The University of Michigan – Shanghai Jiao Tong University Joint Institute (UM-SJTU JI, JI hereafter) Associate Professor Jaehyung Ju and his team have published a research article titled “Magneto-Thermomechanically Reprogrammable Mechanical Metamaterials” in Advanced Materials, a top journal in Engineering, Physical Science, Materials Science, with a 2021 impact factor of 32.086. The research team constructed and demonstrated a magneto-thermomechanical tool that enables a single material system to transform with untethered, reversible, low-powered reprogrammable and shape-locking deformations via the application of magneto-thermomechanically triggered prestress on a shape memory polymer （SMP）and structural instability induced by asymmetric magnetic torque.
Work mechanism of magneto-thermomechanically reprogrammable mechanical metamaterials
Principles of reprogrammable design
Future intelligent materials for reconfigurable structural applications require fast, untethered, reversible, reprogrammable (multimodal), and interactive transformability with shape locking. SMPs have the potential for lightweight yet stiff small-scale structural applications over other programmable materials such as hydrogels and elastomers due to SMP’s thermally stiffening effect. However, conventional SMPs have a critical drawback –irreversible transformability, limiting their reconfigurability as intelligent materials. Magnetic control has an excellent advantage in the untethered and fast deployment, yet a significant drawback is an additional power required to hold the transformation.

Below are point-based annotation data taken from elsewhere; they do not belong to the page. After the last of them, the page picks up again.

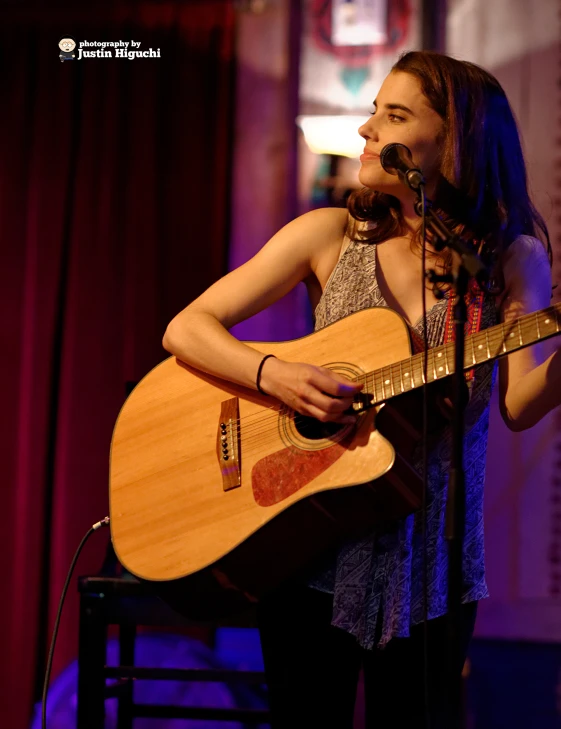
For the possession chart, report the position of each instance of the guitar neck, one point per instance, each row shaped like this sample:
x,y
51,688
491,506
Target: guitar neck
x,y
489,344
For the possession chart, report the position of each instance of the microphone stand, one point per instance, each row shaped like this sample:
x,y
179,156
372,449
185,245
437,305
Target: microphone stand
x,y
466,264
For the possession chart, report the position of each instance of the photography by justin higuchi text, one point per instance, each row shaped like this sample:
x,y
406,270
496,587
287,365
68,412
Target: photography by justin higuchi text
x,y
71,50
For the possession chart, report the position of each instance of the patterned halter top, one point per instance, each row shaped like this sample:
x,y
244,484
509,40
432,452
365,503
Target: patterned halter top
x,y
377,582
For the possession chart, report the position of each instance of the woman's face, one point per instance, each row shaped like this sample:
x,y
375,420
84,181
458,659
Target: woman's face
x,y
401,114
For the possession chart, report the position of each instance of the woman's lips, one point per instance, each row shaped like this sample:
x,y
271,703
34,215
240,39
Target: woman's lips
x,y
366,156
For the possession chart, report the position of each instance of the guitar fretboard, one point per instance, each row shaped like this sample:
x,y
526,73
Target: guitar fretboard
x,y
400,377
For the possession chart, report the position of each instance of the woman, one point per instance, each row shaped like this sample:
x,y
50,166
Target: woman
x,y
363,605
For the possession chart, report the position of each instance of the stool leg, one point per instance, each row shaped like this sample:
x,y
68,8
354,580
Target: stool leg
x,y
127,635
91,663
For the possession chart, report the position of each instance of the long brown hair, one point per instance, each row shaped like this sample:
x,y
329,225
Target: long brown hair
x,y
483,188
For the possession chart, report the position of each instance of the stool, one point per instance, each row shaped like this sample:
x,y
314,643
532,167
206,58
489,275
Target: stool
x,y
127,603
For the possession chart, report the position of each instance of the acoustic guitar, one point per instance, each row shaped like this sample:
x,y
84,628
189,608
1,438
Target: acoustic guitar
x,y
224,492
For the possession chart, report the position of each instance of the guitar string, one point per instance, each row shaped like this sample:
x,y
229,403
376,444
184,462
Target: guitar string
x,y
490,341
376,378
259,437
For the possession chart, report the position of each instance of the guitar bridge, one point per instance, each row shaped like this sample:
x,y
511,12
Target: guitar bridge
x,y
228,444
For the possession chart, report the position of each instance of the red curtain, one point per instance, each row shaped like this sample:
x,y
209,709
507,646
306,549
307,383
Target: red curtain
x,y
113,216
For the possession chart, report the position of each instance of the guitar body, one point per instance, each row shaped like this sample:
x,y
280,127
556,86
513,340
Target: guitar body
x,y
223,531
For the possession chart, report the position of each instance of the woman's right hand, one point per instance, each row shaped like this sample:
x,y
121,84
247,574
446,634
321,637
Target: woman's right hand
x,y
310,390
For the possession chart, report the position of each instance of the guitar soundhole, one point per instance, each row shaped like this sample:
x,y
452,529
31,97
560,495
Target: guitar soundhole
x,y
313,429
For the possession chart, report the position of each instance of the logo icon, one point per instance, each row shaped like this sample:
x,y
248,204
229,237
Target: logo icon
x,y
67,46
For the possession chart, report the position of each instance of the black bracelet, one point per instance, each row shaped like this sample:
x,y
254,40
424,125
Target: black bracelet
x,y
259,369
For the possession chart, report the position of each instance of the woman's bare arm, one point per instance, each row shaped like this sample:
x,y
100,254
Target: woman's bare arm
x,y
199,334
529,386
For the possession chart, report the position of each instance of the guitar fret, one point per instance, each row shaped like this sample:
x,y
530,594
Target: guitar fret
x,y
538,324
493,342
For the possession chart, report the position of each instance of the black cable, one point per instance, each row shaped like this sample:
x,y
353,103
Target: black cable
x,y
425,470
91,530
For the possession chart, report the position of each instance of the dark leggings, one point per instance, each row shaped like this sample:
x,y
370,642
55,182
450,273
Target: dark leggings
x,y
312,668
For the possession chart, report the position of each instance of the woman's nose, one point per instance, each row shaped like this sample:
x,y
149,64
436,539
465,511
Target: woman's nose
x,y
367,130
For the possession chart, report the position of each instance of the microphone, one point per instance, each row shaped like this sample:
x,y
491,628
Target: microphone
x,y
396,159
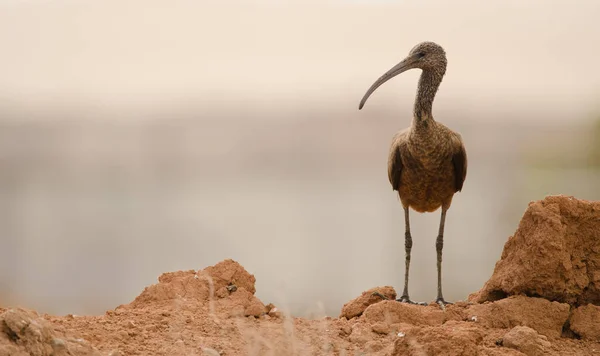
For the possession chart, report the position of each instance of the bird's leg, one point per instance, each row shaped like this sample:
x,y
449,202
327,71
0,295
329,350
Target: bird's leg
x,y
407,247
439,245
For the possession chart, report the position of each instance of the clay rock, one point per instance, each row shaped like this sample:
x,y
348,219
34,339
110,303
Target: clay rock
x,y
451,339
171,286
546,317
217,281
241,303
358,305
230,273
585,322
25,333
526,340
392,312
554,254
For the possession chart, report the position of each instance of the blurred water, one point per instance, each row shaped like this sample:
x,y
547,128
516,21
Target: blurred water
x,y
92,212
143,137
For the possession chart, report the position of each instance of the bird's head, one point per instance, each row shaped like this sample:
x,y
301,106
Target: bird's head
x,y
426,56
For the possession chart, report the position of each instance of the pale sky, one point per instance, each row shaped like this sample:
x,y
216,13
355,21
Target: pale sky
x,y
295,50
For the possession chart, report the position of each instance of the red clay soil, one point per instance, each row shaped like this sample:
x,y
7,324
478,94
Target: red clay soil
x,y
541,300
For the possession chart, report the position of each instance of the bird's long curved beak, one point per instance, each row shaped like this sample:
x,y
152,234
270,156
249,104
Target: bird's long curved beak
x,y
406,64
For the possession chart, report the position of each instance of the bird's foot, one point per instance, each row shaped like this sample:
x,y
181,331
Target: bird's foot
x,y
442,303
406,299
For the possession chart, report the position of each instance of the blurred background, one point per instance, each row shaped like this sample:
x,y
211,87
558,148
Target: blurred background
x,y
141,137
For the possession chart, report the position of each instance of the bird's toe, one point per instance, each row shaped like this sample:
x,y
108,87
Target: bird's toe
x,y
442,303
406,299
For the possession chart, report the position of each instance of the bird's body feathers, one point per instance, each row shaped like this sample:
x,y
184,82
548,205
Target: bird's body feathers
x,y
427,164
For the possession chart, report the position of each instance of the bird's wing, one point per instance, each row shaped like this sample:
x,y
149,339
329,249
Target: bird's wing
x,y
395,165
459,161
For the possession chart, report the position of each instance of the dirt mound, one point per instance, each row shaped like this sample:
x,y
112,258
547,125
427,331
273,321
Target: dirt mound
x,y
554,254
23,332
215,312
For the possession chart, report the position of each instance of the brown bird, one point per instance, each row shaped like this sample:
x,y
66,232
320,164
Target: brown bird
x,y
427,161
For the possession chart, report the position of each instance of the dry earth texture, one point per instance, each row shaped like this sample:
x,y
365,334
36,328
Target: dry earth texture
x,y
542,299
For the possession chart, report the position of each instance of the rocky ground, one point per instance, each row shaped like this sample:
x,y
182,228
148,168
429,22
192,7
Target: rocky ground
x,y
542,299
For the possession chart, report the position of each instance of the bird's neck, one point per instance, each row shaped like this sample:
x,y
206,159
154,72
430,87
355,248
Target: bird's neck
x,y
428,85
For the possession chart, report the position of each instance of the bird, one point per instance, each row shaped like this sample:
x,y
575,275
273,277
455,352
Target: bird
x,y
427,161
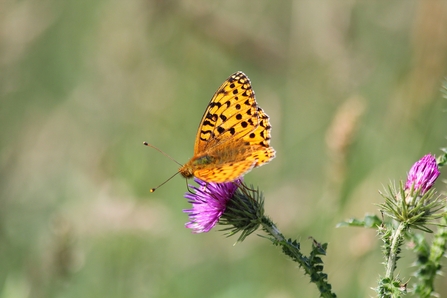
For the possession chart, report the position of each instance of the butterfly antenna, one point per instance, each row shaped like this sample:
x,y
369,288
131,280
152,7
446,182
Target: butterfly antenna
x,y
164,153
153,189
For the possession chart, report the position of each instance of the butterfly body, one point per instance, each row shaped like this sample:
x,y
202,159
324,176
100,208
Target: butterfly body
x,y
233,136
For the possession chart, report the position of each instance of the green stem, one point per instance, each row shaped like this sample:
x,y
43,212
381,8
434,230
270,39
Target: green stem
x,y
312,265
396,241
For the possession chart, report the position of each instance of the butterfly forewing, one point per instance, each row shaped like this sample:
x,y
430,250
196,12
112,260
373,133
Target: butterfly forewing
x,y
233,135
231,113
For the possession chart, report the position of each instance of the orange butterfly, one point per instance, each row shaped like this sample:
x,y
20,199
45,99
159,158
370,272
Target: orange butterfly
x,y
233,135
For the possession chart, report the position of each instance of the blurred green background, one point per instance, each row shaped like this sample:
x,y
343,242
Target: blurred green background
x,y
352,89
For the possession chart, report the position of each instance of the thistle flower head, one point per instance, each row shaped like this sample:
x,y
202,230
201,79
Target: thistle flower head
x,y
416,202
423,174
209,202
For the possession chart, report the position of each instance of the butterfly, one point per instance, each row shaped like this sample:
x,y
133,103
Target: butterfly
x,y
233,135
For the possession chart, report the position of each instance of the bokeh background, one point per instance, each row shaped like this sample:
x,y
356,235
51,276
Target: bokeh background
x,y
353,89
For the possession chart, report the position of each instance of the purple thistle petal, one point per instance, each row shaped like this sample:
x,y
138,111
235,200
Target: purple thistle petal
x,y
209,201
423,174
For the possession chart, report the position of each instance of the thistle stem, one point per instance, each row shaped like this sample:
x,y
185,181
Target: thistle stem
x,y
396,242
312,265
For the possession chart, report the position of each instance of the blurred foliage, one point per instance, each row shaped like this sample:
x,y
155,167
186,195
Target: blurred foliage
x,y
352,89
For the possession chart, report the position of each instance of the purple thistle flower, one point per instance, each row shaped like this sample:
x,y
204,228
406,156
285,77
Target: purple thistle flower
x,y
209,201
423,174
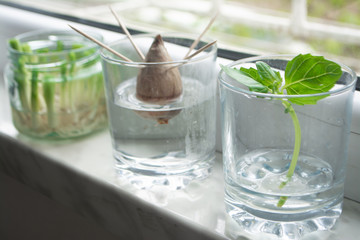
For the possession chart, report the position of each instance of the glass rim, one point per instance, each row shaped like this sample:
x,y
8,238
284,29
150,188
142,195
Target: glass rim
x,y
174,63
88,46
288,96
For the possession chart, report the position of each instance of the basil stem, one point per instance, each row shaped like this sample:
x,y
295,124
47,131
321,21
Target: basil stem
x,y
289,109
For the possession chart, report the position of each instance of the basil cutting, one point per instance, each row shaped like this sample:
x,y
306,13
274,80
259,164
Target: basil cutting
x,y
304,75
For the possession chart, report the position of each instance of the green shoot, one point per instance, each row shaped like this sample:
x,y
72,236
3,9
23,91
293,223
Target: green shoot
x,y
34,98
49,95
304,75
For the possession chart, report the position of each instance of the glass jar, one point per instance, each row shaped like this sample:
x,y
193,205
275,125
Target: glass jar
x,y
284,162
55,84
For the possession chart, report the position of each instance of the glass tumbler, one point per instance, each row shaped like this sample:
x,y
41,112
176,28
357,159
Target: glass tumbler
x,y
161,141
259,136
55,84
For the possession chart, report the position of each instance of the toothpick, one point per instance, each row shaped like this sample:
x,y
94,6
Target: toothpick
x,y
201,49
122,25
101,44
194,54
201,35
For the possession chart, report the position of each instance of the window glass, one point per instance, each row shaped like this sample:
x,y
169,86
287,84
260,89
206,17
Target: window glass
x,y
325,27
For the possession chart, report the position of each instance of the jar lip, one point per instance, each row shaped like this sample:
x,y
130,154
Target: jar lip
x,y
227,84
53,36
212,50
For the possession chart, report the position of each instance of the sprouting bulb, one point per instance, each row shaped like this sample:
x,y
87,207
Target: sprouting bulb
x,y
158,83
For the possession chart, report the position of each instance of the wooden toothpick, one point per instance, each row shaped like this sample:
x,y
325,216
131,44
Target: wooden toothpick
x,y
193,55
101,44
122,25
201,35
201,49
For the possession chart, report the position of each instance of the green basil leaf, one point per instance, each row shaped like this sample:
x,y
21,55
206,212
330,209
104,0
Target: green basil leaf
x,y
268,76
244,78
307,74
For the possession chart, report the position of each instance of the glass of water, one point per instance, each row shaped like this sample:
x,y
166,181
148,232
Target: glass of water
x,y
258,146
161,136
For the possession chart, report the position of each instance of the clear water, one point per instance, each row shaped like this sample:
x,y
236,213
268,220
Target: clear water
x,y
314,197
178,151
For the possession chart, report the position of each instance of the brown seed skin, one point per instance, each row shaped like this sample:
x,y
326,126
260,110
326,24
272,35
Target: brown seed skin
x,y
158,84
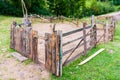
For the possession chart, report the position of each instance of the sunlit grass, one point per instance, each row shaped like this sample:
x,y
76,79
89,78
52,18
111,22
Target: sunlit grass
x,y
105,66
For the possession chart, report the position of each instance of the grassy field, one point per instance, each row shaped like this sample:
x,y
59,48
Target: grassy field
x,y
105,66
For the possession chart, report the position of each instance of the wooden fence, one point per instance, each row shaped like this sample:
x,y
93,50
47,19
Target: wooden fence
x,y
24,40
56,57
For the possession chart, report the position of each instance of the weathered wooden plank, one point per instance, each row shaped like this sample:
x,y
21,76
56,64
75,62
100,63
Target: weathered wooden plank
x,y
84,39
107,32
75,31
75,57
92,56
60,51
54,52
68,51
19,56
64,44
35,47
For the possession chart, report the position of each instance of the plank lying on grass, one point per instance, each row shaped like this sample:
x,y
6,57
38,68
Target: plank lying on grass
x,y
92,56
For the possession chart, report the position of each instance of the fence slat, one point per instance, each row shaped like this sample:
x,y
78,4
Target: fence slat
x,y
75,31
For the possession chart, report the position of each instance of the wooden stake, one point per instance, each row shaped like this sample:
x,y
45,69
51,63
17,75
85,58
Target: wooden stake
x,y
92,56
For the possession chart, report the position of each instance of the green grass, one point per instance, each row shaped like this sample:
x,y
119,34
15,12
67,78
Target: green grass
x,y
105,66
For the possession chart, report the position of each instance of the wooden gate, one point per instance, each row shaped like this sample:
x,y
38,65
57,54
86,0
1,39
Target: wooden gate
x,y
24,40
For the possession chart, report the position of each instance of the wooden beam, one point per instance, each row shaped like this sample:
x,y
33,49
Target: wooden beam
x,y
92,56
75,31
75,57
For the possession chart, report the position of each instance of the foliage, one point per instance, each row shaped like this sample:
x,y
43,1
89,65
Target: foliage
x,y
68,8
98,8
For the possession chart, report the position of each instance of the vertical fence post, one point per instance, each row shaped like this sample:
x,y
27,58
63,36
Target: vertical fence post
x,y
12,41
35,47
60,44
106,32
95,35
84,36
113,30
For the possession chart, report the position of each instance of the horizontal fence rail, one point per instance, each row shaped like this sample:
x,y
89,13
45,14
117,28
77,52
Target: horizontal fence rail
x,y
25,41
88,40
75,31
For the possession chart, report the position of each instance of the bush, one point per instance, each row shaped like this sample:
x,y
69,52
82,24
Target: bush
x,y
98,8
7,9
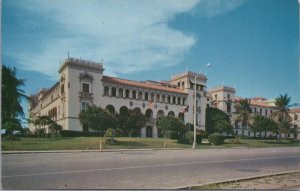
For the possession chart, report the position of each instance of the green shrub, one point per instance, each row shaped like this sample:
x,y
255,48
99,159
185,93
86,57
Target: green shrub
x,y
189,138
133,133
68,133
216,139
171,134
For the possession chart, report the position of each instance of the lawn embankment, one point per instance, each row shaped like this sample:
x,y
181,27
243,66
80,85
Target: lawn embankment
x,y
93,143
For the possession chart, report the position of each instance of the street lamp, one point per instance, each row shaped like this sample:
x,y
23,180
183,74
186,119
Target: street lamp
x,y
195,105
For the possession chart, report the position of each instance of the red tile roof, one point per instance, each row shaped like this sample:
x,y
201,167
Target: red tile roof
x,y
141,84
295,110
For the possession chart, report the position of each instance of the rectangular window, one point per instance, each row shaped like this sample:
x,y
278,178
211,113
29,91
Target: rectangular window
x,y
85,88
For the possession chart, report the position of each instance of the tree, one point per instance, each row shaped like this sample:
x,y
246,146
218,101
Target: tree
x,y
217,121
281,115
97,118
12,94
170,123
244,112
42,121
262,123
130,120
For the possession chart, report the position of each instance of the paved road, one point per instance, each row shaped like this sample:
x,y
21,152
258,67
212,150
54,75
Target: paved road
x,y
142,169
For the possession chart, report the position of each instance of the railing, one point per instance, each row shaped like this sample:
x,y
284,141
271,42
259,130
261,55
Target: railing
x,y
86,95
150,120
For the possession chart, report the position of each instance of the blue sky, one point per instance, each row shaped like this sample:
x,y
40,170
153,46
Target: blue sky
x,y
251,44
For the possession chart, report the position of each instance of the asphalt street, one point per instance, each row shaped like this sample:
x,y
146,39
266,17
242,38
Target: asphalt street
x,y
154,169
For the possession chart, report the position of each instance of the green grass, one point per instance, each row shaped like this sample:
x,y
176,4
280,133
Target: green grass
x,y
91,143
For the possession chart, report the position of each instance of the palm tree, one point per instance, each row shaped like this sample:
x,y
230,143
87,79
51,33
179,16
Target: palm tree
x,y
11,96
243,111
281,115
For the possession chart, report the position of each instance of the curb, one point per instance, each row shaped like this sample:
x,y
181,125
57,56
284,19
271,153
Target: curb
x,y
187,187
78,151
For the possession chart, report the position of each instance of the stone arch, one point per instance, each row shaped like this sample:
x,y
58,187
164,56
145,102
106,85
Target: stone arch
x,y
181,116
146,96
149,113
127,92
120,92
137,109
140,95
160,113
171,113
123,110
113,92
110,109
106,90
133,94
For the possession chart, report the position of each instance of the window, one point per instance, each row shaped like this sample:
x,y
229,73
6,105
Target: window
x,y
106,90
134,94
228,107
127,93
84,105
62,88
113,92
85,88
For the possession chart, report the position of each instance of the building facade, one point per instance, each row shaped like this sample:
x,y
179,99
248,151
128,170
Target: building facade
x,y
82,83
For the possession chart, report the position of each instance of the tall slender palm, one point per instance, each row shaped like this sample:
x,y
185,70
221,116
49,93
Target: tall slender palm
x,y
243,111
12,95
281,115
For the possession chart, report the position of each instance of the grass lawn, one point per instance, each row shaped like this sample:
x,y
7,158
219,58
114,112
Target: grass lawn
x,y
90,143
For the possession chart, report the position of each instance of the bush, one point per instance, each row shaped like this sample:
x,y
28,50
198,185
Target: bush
x,y
216,139
133,133
68,133
171,134
189,138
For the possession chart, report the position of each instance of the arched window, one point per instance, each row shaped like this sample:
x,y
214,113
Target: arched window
x,y
178,100
152,96
171,113
127,93
169,99
113,92
157,98
120,92
106,90
140,95
163,98
134,94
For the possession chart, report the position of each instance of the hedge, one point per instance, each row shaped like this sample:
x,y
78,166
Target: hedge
x,y
216,139
171,134
68,133
133,133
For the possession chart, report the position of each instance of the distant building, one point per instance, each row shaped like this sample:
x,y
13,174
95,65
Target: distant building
x,y
82,83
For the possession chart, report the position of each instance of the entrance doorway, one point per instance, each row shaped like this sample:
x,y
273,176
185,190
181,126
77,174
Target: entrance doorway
x,y
148,131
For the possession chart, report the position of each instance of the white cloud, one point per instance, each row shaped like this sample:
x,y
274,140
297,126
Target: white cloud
x,y
129,35
213,8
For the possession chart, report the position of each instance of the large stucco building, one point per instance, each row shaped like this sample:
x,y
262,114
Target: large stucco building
x,y
82,83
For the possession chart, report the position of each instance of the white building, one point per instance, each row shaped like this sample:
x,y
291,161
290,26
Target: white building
x,y
82,83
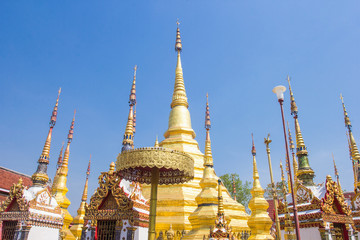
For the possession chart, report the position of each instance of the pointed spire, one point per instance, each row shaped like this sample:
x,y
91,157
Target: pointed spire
x,y
179,95
234,187
255,170
305,173
112,168
133,98
40,177
60,156
220,200
253,150
84,196
70,137
59,188
208,160
354,149
78,223
289,229
134,120
156,142
259,221
295,164
128,141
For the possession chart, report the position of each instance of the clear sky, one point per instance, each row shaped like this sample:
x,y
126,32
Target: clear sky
x,y
237,51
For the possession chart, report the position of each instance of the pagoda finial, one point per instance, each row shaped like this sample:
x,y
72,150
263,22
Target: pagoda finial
x,y
234,186
305,173
220,199
128,141
70,138
346,117
336,173
259,221
84,197
156,142
179,95
60,156
295,164
40,177
78,223
353,147
208,160
59,188
253,150
178,45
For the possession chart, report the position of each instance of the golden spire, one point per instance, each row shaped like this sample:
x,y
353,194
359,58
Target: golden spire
x,y
354,149
295,165
78,223
234,186
259,221
179,95
220,200
59,188
112,168
60,156
133,98
40,177
84,197
70,137
156,142
128,141
288,229
305,173
336,173
208,160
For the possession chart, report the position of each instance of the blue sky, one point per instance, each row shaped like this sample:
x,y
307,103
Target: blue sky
x,y
237,51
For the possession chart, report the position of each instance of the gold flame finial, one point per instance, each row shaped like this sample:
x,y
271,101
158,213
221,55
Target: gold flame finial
x,y
84,196
156,142
220,199
70,138
128,140
355,155
234,186
60,156
253,150
294,109
291,142
179,95
208,160
40,177
112,168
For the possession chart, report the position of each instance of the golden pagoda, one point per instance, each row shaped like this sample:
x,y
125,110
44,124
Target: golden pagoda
x,y
259,221
206,213
288,224
59,188
176,202
305,174
78,222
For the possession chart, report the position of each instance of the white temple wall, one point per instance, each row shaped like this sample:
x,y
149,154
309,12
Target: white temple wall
x,y
43,233
307,233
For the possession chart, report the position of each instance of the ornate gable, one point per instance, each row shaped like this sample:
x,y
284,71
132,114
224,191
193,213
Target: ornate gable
x,y
109,201
15,201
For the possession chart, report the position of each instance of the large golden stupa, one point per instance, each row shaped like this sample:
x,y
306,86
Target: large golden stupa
x,y
177,202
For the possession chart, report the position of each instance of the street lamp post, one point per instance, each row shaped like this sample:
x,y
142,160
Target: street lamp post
x,y
279,91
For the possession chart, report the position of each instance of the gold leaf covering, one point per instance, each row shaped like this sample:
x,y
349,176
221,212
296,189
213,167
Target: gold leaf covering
x,y
174,166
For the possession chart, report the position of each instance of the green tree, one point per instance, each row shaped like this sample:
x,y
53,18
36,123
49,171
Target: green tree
x,y
278,189
243,194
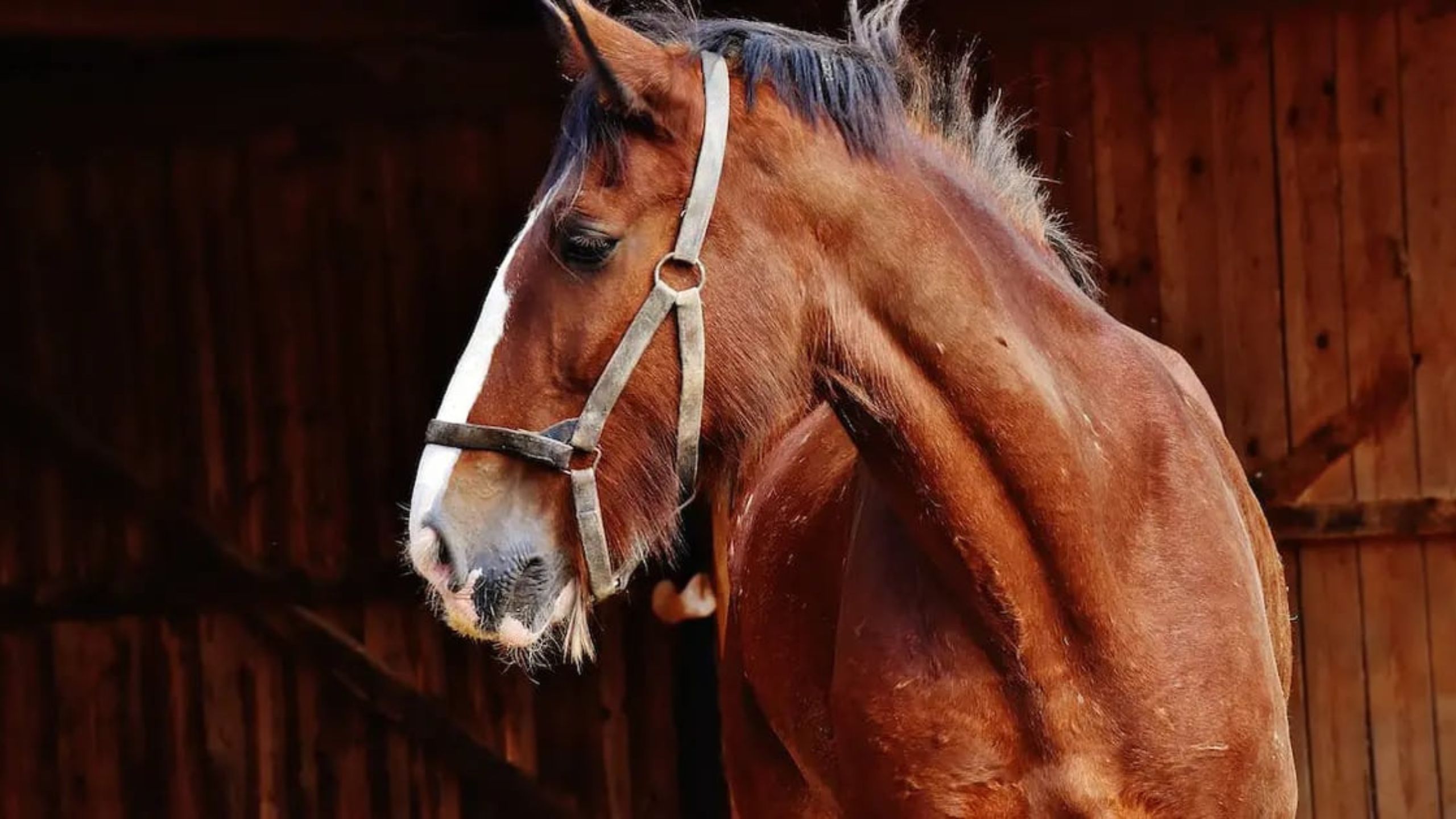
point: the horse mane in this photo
(871, 86)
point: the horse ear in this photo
(631, 69)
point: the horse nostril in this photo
(485, 598)
(533, 573)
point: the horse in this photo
(985, 551)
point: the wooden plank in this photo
(1429, 125)
(1254, 408)
(1180, 71)
(1378, 320)
(1298, 706)
(1335, 682)
(1123, 158)
(1398, 519)
(612, 694)
(650, 710)
(311, 636)
(1379, 406)
(1064, 115)
(1309, 242)
(1333, 664)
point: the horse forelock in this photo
(871, 86)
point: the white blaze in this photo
(466, 384)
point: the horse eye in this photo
(584, 250)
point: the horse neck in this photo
(965, 365)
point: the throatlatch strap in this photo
(619, 369)
(548, 446)
(704, 193)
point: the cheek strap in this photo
(562, 442)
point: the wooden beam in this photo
(257, 19)
(1417, 518)
(73, 94)
(1283, 481)
(296, 628)
(190, 582)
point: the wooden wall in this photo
(250, 268)
(1275, 195)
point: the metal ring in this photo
(672, 257)
(594, 452)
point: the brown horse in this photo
(989, 553)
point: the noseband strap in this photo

The research team led by Professor Jaehyung Ju combined two physics – magnetic control and thermomechanical behavior of SMP and demonstrated mutual assistance to each other without new materials synthesis. The research team proposed a method that couples a localized magnetic torque with the prestressing of SMP lattice structures in a fully noncontact triggering manner, eventually providing untethered and reversible deformations of lattice structures with shape locking. In addition, a novel reprogramming strategy of active structural material is proposed, which couples the asymmetric arrangement of magnetic moments with structural instability. This strategy further avoids the need for additional high thermal power and extended time for reprogramming. Therefore, this work opens a new path of active metamaterials, flexible yet stiff soft robots, multimodal morphing structures, and mechanical computing devices which can be designed in reversible and reprogrammable ways.
Jaehyung Ju is the paper’s corresponding author. JI doctoral student Bihui Zou is the first author of the research article with co-authors of four JI graduate students including Zihe Liang, Dijia Zhong, Zhiming Cui, Kai Xiao, and Shuang Shao who was an undergraduate researcher of JI and is now a graduate student at the University of California at Berkeley. The research work was funded by the Shanghai National Science Foundation, the National Natural Science Foundation of China, and the Research Incentive Program of Recruited Non-Chinese Foreign Faculty by Shanghai Jiao Tong University.
Jaehyung “Joshua” Ju is an associate professor of the UM-SJTU Joint Institute. He received his Ph.D. degree from Texas A&M University in 2005. Prior to joining JI in 2016, he worked as a postdoctoral research associate in Texas A&M University and Clemson University, and an assistant professor in University of North Texas. Jaehyung Ju received Jason Daida Teaching Excellence Award in 2019. His research interests include mechanical metamaterials, 4D printing and nonpneumatic tires. He has published papers in top-tier journals, e.g., Nature Communications, Advanced Materials, Advanced Functional Materials and Journal of the Mechanics and Physics of Solids.